Raubüberfall in Duisburg: Zwei 15-Jährige würgen Frau im Naturschutzgebiet
Susan auch SchlauchinRaubüberfall in Duisburg: Zwei 15-Jährige würgen Frau im Naturschutzgebiet
49-Jährige bei Raubversuch in Duisburger Naturschutzgebiet von zwei 15-Jährigen verletzt
Eine 49-jährige Frau wurde am Donnerstagnachmittag in der Nähe des Duisburger Naturschutzgebiets Sechs-Seen-Platte von zwei 15-Jährigen angegriffen und verletzt. Die Jugendlichen versuchten, ihr den Rucksack zu entreißen. Die Polizei nahm beide Tatverdächtige später im Umfeld fest.

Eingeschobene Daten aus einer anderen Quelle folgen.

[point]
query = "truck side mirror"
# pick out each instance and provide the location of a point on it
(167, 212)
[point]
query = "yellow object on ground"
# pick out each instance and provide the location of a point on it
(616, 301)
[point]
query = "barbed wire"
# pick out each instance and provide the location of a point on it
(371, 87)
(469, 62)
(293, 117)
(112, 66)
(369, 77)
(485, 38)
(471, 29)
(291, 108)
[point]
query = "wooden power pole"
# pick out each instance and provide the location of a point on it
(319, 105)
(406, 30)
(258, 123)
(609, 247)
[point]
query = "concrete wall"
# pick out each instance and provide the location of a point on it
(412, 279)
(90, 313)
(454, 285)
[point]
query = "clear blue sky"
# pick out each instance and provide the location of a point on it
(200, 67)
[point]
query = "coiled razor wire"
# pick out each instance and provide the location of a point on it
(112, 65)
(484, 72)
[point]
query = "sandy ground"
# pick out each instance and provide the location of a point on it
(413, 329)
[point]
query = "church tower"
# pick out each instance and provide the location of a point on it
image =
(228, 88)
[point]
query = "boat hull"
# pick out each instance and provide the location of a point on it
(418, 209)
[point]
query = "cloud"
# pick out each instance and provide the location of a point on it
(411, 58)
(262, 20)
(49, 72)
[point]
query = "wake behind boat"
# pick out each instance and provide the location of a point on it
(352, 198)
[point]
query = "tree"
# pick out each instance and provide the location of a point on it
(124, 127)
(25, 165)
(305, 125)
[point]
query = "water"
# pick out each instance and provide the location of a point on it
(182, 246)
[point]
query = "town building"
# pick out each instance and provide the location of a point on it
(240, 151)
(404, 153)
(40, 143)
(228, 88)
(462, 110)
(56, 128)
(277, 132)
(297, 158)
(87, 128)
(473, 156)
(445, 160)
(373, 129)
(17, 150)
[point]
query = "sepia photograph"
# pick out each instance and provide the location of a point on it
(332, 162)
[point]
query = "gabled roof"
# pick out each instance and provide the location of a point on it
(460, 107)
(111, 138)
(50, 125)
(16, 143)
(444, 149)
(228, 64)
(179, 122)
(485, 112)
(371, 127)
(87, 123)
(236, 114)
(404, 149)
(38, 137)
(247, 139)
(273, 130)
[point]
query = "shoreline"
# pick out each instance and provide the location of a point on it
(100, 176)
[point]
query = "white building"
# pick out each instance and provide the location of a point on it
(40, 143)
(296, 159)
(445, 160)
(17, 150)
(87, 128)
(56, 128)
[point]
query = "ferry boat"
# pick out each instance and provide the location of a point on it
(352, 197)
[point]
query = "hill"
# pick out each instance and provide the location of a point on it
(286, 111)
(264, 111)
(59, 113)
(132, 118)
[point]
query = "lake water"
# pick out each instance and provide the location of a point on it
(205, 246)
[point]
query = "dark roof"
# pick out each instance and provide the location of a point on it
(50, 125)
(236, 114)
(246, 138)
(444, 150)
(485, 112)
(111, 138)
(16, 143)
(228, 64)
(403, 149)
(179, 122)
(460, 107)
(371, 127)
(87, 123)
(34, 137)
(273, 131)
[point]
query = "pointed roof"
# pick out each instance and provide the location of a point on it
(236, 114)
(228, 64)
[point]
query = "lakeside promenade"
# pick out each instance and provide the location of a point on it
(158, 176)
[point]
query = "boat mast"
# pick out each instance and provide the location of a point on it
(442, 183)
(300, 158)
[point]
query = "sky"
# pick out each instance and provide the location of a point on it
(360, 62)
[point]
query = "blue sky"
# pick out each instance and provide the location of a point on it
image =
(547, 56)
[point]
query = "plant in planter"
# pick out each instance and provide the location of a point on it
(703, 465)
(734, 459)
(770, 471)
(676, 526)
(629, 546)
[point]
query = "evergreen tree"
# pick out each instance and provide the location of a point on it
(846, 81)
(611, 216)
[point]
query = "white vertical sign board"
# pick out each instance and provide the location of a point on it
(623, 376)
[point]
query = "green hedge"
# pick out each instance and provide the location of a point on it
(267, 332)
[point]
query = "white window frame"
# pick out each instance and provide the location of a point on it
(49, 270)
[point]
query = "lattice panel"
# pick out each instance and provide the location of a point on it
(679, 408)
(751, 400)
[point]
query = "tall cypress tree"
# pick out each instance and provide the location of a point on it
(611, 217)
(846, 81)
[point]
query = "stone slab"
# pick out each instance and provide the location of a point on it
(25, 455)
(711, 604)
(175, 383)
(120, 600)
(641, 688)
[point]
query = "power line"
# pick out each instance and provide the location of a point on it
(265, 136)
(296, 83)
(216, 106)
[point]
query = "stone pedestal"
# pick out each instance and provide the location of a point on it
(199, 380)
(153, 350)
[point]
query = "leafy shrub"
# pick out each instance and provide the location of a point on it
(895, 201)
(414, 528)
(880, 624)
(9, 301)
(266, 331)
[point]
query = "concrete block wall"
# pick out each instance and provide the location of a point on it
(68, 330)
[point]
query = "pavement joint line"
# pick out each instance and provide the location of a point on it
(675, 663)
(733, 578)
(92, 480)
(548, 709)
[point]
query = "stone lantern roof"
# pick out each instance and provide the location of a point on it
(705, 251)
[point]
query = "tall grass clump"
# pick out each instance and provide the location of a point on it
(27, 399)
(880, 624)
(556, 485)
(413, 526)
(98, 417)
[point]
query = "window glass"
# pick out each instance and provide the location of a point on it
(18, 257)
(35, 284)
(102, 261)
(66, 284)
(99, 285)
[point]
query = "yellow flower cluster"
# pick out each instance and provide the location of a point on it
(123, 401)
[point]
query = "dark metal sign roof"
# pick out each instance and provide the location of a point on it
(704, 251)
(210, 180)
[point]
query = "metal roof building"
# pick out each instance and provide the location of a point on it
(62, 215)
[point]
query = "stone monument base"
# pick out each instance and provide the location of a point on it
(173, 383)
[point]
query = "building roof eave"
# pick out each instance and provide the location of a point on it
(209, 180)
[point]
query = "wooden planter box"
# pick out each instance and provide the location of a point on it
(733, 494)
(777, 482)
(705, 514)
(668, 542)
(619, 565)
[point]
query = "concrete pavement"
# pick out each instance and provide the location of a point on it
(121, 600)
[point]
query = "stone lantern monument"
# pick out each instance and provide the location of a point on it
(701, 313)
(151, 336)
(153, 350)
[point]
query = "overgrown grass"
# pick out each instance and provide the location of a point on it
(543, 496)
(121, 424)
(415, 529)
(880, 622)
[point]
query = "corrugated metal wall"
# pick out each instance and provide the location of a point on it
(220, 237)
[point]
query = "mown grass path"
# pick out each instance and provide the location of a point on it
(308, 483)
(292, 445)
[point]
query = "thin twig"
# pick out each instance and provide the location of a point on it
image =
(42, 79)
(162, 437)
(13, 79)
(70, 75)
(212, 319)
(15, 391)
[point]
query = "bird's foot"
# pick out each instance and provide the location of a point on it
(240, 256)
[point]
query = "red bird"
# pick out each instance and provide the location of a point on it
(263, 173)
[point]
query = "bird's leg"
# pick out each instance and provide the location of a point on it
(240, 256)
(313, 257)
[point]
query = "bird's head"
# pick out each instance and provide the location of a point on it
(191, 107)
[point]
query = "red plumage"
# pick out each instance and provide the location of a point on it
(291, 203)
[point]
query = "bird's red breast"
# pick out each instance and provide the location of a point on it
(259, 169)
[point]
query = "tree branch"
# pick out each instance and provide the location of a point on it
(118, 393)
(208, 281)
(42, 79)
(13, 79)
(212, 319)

Die Täter näherten sich der Frau von hinten und würgten sie, während sie nach ihrem Rucksack griffen. Dabei stürzte das Opfer und zog sich Verletzungen zu. Die beiden Jugendlichen flüchteten anschließend, wurden jedoch kurz darauf von in der Nähe befindlichen Beamten gestellt.
Der Fall wurde inzwischen an die Kriminalinspektion 13 zur weiteren Aufklärung übergeben. Beide Minderjährigen befinden sich weiterhin in Gewahrsam und müssen sich wegen versuchten Raubs und Körperverletzung verantworten.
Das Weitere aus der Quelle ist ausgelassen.